On Friday's The Early Show, Dr. Arthur Spielman, of the Center for Sleep Medicine at the Weill Medical College at Cornell, talks about how the time change affects our sleep patterns and how to deal with it.
Here are tips from the National Sleep Foundation on adjusting from the switch out of Daylight Savings Time.Maintain your regular bedtime Saturday night when clocks move back, and awaken at your regular time. This can give you an "extra" hour of sleep the next morning and help reduce your sleep debt. Block out light and keep your sleeping area dark. Standard time means sunrise will occur about an hour earlier. This can impact sleep, especially for people accustomed to awakening before or around sunrise.

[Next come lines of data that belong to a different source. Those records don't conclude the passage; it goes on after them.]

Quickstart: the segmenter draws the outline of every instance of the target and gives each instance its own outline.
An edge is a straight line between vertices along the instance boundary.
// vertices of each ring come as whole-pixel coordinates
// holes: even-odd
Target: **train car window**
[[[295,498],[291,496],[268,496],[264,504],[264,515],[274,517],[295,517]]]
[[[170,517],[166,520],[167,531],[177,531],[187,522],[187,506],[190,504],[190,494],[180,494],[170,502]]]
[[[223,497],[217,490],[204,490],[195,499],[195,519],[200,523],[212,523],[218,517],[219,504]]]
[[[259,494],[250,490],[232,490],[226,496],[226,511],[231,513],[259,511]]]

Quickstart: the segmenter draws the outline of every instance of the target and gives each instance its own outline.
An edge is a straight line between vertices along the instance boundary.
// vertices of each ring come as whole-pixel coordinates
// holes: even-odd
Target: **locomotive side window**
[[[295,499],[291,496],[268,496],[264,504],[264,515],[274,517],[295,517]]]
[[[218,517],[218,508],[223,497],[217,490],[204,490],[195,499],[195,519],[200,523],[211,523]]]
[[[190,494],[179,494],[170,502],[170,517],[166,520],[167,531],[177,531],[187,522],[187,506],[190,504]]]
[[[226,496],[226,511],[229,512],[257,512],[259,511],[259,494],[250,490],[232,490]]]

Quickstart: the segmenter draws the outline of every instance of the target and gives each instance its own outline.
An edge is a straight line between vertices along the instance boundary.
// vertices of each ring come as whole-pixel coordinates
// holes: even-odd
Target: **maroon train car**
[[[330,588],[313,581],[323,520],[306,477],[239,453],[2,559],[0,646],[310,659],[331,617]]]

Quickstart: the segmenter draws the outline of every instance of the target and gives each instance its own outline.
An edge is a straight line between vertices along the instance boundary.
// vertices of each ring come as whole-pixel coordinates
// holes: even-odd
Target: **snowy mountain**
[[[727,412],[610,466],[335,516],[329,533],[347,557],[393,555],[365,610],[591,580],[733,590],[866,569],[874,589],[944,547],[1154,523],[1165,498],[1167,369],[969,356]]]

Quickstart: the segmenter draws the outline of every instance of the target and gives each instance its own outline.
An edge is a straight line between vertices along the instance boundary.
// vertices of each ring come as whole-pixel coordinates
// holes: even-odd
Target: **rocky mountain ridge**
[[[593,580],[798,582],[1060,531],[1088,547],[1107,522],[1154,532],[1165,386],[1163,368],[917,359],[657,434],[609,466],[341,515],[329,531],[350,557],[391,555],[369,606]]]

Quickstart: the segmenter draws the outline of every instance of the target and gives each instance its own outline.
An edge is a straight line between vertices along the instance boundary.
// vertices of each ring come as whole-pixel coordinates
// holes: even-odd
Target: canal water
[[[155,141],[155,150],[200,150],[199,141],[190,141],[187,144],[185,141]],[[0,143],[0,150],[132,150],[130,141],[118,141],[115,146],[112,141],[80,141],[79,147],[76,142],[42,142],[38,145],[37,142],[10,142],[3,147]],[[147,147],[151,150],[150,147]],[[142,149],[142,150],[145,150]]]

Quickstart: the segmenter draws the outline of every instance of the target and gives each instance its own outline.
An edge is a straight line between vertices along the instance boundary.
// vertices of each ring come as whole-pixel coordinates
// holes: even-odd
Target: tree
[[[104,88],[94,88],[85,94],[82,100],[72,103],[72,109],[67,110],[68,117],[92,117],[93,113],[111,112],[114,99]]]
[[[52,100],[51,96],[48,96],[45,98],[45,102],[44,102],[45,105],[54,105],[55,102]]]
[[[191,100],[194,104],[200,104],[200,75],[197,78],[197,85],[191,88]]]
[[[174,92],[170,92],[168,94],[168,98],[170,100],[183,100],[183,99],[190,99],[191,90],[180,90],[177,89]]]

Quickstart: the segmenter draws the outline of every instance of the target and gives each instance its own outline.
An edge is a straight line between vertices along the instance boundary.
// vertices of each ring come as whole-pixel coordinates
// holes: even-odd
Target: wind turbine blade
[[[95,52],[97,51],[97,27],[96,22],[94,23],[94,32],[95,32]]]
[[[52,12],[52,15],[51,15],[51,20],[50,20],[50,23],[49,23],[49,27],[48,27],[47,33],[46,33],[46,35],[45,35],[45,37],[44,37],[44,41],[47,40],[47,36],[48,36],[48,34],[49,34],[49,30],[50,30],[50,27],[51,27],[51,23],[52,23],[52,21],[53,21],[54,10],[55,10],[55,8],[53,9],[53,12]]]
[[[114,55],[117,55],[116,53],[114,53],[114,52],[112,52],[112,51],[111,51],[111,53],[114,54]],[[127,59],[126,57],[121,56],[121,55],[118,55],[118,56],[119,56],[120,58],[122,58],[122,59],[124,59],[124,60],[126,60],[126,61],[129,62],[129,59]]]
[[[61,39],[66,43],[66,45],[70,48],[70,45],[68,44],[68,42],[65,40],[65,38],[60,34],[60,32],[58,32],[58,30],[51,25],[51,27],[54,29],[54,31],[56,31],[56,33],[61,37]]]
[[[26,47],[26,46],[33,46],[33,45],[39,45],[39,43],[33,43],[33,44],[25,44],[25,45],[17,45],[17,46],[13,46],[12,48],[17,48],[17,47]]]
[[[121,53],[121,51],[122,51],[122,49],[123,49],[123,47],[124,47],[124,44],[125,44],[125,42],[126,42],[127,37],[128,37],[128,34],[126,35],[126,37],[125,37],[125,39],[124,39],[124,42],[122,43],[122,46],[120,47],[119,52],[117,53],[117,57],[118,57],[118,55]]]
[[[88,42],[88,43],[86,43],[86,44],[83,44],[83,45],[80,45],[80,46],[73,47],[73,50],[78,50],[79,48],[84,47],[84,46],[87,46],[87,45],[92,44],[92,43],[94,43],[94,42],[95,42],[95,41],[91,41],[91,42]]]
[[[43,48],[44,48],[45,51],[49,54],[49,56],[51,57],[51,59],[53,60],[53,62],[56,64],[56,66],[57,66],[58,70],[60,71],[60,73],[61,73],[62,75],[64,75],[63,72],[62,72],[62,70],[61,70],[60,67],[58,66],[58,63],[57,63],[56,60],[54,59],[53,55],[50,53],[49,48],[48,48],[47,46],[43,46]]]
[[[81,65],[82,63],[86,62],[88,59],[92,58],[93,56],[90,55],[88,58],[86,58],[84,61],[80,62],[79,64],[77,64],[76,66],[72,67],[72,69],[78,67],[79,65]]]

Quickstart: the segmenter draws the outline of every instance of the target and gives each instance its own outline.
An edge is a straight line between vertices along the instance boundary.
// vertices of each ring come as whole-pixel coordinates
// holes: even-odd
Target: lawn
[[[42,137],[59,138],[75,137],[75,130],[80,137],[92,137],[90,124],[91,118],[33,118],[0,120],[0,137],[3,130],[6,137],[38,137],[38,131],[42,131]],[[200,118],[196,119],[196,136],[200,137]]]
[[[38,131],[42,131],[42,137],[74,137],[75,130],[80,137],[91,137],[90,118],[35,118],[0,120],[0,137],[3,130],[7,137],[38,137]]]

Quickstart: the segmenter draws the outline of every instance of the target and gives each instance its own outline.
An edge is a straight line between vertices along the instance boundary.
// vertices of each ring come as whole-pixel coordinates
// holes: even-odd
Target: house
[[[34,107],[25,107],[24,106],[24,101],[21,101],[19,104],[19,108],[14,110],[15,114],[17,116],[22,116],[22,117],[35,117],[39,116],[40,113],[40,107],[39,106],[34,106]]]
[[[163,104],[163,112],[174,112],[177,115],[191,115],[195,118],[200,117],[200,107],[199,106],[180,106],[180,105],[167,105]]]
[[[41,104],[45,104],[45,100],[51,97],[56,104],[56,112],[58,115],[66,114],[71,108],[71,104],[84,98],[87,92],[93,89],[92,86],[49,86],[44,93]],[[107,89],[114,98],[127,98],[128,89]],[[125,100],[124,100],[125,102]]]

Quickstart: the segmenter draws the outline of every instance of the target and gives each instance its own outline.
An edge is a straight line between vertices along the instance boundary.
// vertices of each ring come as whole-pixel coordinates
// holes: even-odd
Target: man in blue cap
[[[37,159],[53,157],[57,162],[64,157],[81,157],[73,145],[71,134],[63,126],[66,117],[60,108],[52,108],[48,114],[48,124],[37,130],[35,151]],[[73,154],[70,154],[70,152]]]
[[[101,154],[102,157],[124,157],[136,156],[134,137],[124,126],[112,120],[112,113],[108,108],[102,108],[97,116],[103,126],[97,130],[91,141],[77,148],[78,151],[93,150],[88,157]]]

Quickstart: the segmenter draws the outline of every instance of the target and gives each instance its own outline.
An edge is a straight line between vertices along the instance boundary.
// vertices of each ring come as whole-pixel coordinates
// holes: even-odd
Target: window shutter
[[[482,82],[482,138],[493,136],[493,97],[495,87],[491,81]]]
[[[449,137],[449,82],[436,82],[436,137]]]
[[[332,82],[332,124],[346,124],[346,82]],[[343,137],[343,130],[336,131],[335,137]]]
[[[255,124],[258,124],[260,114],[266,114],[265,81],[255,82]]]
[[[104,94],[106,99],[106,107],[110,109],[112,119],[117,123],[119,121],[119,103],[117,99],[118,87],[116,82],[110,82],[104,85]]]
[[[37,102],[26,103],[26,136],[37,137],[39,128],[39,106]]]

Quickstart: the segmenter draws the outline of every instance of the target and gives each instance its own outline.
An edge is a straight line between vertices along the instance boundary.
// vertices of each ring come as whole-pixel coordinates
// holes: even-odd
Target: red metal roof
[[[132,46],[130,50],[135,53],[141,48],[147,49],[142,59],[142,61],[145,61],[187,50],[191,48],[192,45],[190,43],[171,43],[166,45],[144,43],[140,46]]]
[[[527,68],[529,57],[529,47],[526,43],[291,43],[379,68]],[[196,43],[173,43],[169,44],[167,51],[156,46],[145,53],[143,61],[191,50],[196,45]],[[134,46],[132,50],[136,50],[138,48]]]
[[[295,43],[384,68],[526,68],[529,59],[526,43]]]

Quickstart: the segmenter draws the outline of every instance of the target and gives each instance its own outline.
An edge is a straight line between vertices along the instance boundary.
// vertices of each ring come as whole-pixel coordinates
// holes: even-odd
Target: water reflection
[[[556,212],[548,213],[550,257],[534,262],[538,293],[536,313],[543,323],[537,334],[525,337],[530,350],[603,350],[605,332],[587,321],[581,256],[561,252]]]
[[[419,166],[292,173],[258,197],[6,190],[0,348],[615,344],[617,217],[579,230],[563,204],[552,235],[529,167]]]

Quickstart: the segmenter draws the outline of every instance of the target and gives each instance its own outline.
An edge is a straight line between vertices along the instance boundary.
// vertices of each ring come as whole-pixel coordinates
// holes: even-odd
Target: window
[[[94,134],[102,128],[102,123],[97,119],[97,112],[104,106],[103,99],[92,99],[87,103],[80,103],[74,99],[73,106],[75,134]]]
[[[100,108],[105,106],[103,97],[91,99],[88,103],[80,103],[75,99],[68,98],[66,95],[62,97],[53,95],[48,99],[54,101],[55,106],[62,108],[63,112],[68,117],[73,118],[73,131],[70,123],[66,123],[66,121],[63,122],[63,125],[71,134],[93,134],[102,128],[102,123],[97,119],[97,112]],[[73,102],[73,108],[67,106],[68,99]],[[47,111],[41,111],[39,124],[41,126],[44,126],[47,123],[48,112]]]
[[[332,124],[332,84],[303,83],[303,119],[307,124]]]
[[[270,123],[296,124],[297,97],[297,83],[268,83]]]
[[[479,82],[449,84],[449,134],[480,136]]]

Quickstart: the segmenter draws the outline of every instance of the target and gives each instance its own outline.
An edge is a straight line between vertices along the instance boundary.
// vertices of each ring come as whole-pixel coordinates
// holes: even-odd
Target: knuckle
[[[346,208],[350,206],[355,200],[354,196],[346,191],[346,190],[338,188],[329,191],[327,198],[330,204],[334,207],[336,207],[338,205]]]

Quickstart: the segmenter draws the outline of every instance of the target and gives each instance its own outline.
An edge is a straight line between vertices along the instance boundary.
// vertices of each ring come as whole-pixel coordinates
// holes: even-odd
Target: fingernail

The light itself can also disturb sleep. It is always best to sleep in a darkened room until you wake up. Increase the light when you wake up. Light has an alerting affect that may help you wake up. It will also help adjust your biological clock to the "new" sleep schedule. If you are a "lark" and tend to be wide awake and energetic in the morning and sleepy early in the evening, start a few days ahead; a gradual delay in bedtime and awakening a few days before the time change may help you adjust to the change. If you have difficulty adjusting to the time change, staying awake at night or sleeping until gradually moving bedtime and awakening later by 15 minutes every one to two days may help your desired wake up time.